D.r Joh. Scheuchzer [9]


Fussnoten

  1. Wie aus der Antwort Bernoullis von 1711.02.10 hervorgeht, sandte Scheuchzer hier die Schrift Hottinger, Salomon, Liber naturae ex Psalmo XIX. v. 1-7 propositus quem ... pro examine philosophico legitime consequendo secundum gratiam divinitus concessam tueri conabuntur Ioh. Casparus Sprynglinus et Ioh. Henricus Denzlerus ..., Tiguri [Zürich] (D. Gessner) 1711.
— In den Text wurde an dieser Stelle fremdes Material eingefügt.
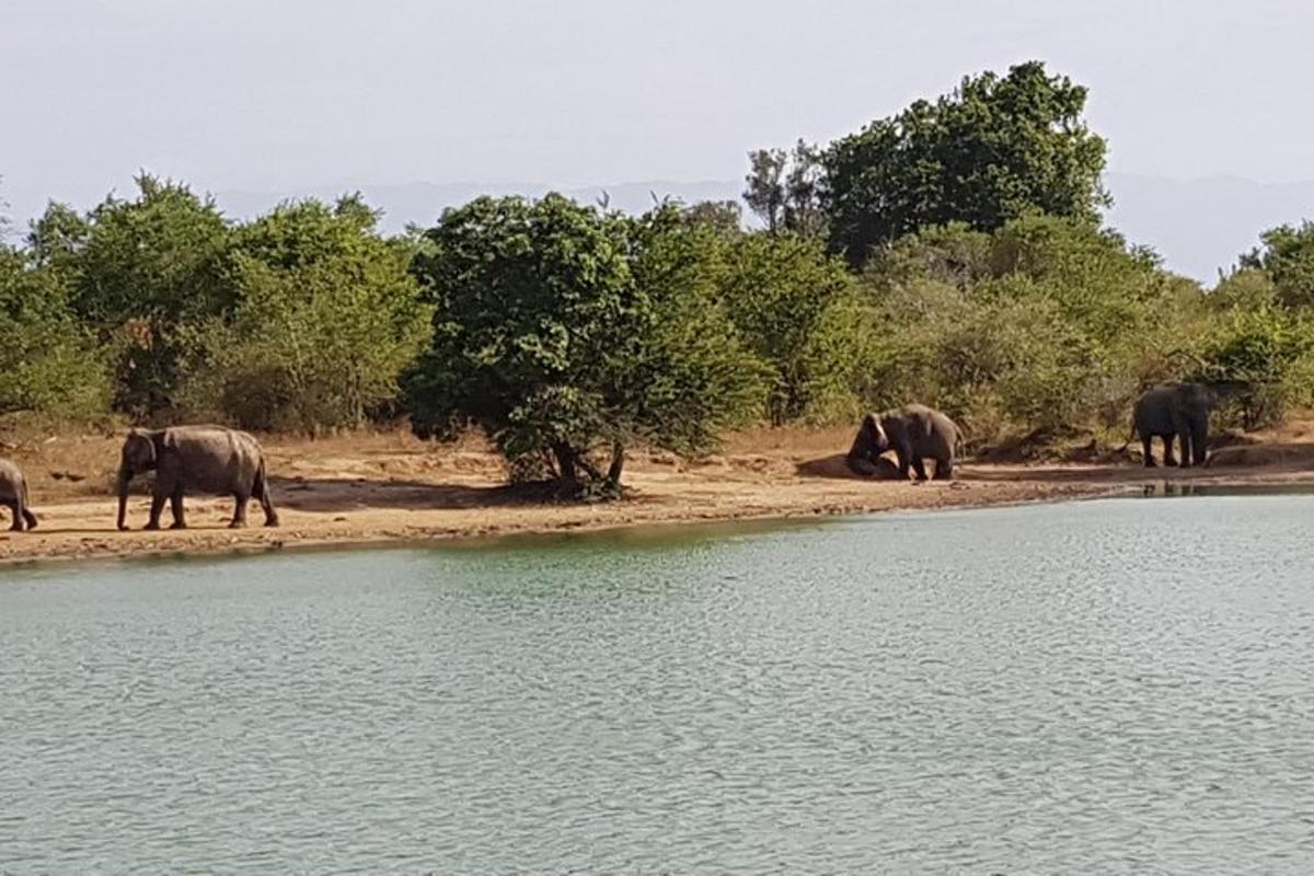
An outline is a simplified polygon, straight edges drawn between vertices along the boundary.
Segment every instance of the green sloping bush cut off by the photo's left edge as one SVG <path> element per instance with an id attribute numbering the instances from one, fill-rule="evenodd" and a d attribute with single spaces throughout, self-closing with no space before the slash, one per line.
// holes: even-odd
<path id="1" fill-rule="evenodd" d="M 104 362 L 67 297 L 55 272 L 0 246 L 0 414 L 93 419 L 108 410 Z"/>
  2. Battier, Samuel, Dissertatio philosophica de mundo, quam permissu sapientis Philosophiae Ordinis ad diem 12 Dec. praeside Samuele Battierio Ph. et Med. Doct. Gr. L. P. P. L. H. Q. S. publice ventilandam proponit Ioh. Rodolphus Miegius, Phil. Cand. et Med. Stud., Basileae (J. J. Battier) 1710.
  3. Zur Problematik des Kopernikanismusstreites in Zürich siehe Nagel, Fritz/Gehr, Sulamith, Zürich und Basel im Dialog. Johann Jakob Scheuchzers Korrespondenz mit Johann I Bernoulli, in: Leu, Urs B. (ed.), Natura sacra. Der Frühaufklärer Johann Jakob Scheuchzer (1672-1733), Zug 2012, pp. 181-207.
  4. Der folgende Text, der diesem Brief beigelegt war, findet sich in UB Basel, Handschriften L Ia 721, fo. 121. Es ist dies ein Bericht über die Diskussionen in der Promotionskommission zur unzulänglichen Verteidigung der Thesen Hottingers durch die Studenten Sprünglin und Denzler, die sich verschärft hat, nachdem Johann Jakob Scheuchzer den in der Disputation angegriffenen Kopernikanismus verteidigt hat. Dieser Text wird von Johannes Scheuchzer in seinem gleichzeitig mit diesem Brief an Johann Bernoulli gesandten Brief von 1711.02.01 als "recensio fratris", aus der Bernoulli mehr über diese Streitigkeiten erfahre, bezeichnet. Obwohl die Beilage mit "D. Joh. Scheuchzer" unterzeichnet ist, kommt als Autor auch aus inhaltlichen Gründen eher Johann Jakob Scheuchzer in Frage.
  5. Hottinger, Salomon, op. cit.
  6. Hottinger, Salomon, op. cit.
  7. Hottinger, Salomon, op. cit.
  8. Battier, Samuel, op. cit.
  9. Die hier beigelegte Abschrift von Johann Jakob Scheuchzers Bericht hat Johannes Scheuchzer wohl eher als Kopist unterzeichnet.